ソフトバンク王貞治前監督(68)が8日、取締役最高顧問に就任した。年内は顧問を務め、来年1月1日付で球団取締役会長に就任する。会長としての初仕事はチーム編成で、「現場をバックアップするため、少々強引なところを出してやらせてもらう」と大補強を宣言した。選手の情報収集から獲得交渉までチーム再建をバックアップする。また後任監督に秋山幸二チーフコーチ(46)の就任を正式に発表。契約期間は3年で背番号は81。王イズム継承でV奪回を誓った。

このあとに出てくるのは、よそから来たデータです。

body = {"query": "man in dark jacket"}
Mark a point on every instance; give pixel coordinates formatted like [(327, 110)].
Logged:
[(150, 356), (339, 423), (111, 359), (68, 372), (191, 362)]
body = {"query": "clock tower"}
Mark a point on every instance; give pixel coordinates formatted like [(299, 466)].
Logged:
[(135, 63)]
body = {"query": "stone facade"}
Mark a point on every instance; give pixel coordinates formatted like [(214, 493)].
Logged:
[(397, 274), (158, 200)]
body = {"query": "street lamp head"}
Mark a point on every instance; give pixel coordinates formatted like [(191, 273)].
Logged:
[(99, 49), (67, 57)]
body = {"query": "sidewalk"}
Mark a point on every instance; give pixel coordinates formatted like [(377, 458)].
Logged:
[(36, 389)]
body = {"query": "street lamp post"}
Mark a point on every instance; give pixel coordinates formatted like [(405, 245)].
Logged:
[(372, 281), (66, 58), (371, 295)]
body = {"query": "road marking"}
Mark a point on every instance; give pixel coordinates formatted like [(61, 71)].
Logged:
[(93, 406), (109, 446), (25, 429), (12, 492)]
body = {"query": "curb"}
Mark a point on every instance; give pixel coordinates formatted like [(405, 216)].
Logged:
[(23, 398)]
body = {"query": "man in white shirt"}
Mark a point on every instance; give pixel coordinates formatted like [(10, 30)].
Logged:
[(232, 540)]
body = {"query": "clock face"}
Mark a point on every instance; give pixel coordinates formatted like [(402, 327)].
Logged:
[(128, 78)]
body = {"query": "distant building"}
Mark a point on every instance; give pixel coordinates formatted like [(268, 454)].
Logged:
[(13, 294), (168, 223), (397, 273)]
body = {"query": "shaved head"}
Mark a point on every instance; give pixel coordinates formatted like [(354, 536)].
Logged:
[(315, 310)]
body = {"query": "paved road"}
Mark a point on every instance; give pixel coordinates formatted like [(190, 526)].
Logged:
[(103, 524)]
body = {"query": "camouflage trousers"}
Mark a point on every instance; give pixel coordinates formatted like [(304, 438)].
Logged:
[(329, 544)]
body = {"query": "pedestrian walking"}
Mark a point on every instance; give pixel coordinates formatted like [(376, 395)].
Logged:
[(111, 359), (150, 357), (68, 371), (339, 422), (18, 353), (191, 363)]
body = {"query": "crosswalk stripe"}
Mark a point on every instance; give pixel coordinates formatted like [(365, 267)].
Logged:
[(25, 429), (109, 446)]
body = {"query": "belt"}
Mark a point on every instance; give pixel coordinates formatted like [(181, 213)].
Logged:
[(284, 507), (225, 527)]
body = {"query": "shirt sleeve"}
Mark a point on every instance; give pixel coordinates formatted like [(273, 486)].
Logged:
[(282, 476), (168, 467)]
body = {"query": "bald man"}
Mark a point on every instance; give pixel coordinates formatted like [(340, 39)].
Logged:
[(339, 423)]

所信表明する秋山新監督の隣で、来年から球団会長になる王前監督が戦闘モードに入っていた。ラスト采配で最下位と屈辱のシーズン。「もっと勢いのある状態でバトンタッチできると思っていた」と新監督に謝罪した上で、真っ先に目を向けたのは編成面だった。
王前監督
こういう結果になったゆえ、どうすべきか明確になった。できる限りのことをして、秋山新監督の力になれるようにしたい。相手投手、打者と勝負するより、自分と同じポジションの人と戦う方が厳しいんだという戦力補強で選手の危機感を盛り上げたい。

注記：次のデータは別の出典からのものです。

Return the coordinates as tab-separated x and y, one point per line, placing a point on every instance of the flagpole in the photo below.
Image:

厳しいチーム内競争こそが再建の“特効薬”を強調した。近年では大村をFAで、多村をトレードで獲得した。若手育成と補強という2軸で強化を進めていたが、5年連続で優勝を逃した現実がある。王前監督は秋山新体制のため「秋山カラーを出せばいい」とした上で、強力なバックアップを誓った。来季GMの肩書は外れ、球団内外で幅広い仕事を任されるが、編成作業には積極的に関与していく姿勢だ。
王前監督
編成の中で一番現場を知っているし、ニーズを知っている。フロントの人より選手を見る目を持っていると自負している。監督を辞めたから言えるのだが、今年の惨状をどうするかが急務。そこだけは現場をバックアップするため、少々強引なところを出してやらせてもらう。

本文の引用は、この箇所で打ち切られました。